There is a solution—the Promising Pathway Act recently introduced in the Senate. It offers an alternative to the conventional FDA regulatory process. There is no change for those comfortable with using only FDA-approved drugs. Patients with especially serious diseases would be able to make informed decisions, with the advice of their doctors, about the use of new drugs that have passed safety trials and shown preliminary efficacy. The new drugs would receive provisional approval thereby enabling access five to seven years earlier compared to the status quo. A new drug receives a two-year approval period which can be renewed every two years for up to six years.

Importantly, patients using provisional-approval drugs will constitute a heterogeneous group with no exclusions for age, sex, race, or health conditions. Data from this diverse group would expedite learning about how the new drugs perform in the real world.

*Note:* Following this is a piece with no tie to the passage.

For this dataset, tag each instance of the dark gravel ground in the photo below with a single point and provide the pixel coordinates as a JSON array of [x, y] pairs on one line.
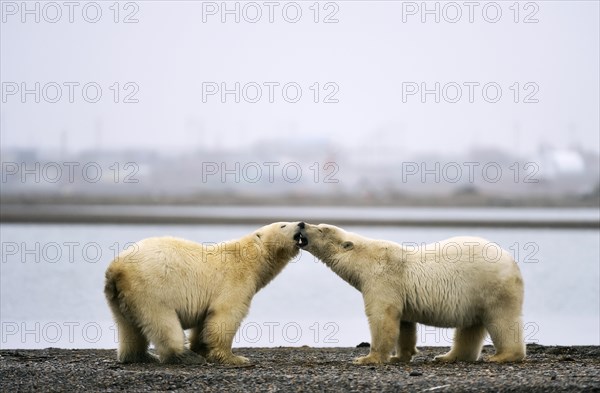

In contrast, clinical trial data is constrained by strict admission criteria to ensure a homogeneous group of patients in order to improve statistical analyses.

This alternative pathway provides more treatment options for seriously ill patients and leads to reduced drug development costs, more and better research, and a faster-to-market and broader set of treatment options. This results in heightened competition that compels drug companies to lower prices.

In addition, smaller, financially-constrained drug companies will be able to develop more new drugs due to the radically-reduced cost structure provided by provisional approval. And throughout the industry, many promising drugs that were never tested because of insufficient expected revenue could now be brought to market due to drastically lower regulatory costs.

There is a genuine potential to gather a groundswell of support for freedom of choice—informed, voluntary choice based on patients’ unique health conditions.

Doctors who prescribe provisional drugs will have to monitor patients carefully and report treatment outcomes, side effects, and other anonymized information to a registry (internet accessible database) that can help other patients and doctors determine whether the treatment may be appropriate for them. This data can be used by researchers to improve R&D decisions. Moreover, combinations of new drugs deemed promising by patients’ doctors would be accessible and treatment results would guide subsequent usage. Patients voluntarily choosing what is deemed in their best interest would generate rapid learning to benefit others battling similar serious diseases. In summary, provisional approval leads to a virtuous circle: lower regulatory costs lead to more innovation, which in turn leads to better treatment results, more competition, and lower drug prices.

The FDA makes it possible for a small number of patients to access not-yet-approved drugs through a compassionate use exemption. And in 2018, Congress enacted the Right to Try Act, which in theory gives patients the freedom to use not-yet-approved drugs. But both have significant shortcomings that the Promising Pathway Act is designed to resolve. Drug companies dislike making their medicines available through compassionate use and Right to Try because these avenues impose significant costs with no real benefits to companies. The Promising Pathway Act is designed to incentivize companies to participate by letting companies charge a fee for the drugs and giving them access to real-world data about how effective the provisional drugs really are. And if the real-world data are sufficiently strong, the companies could earn conventional FDA approval.

There is a genuine potential to gather a groundswell of support for freedom of choice—informed, voluntary choice based on patients’ unique health conditions, risk preferences, and up-to-date information on the new drug’s treatment results. This is a pathway to longer, healthier, and more productive lives.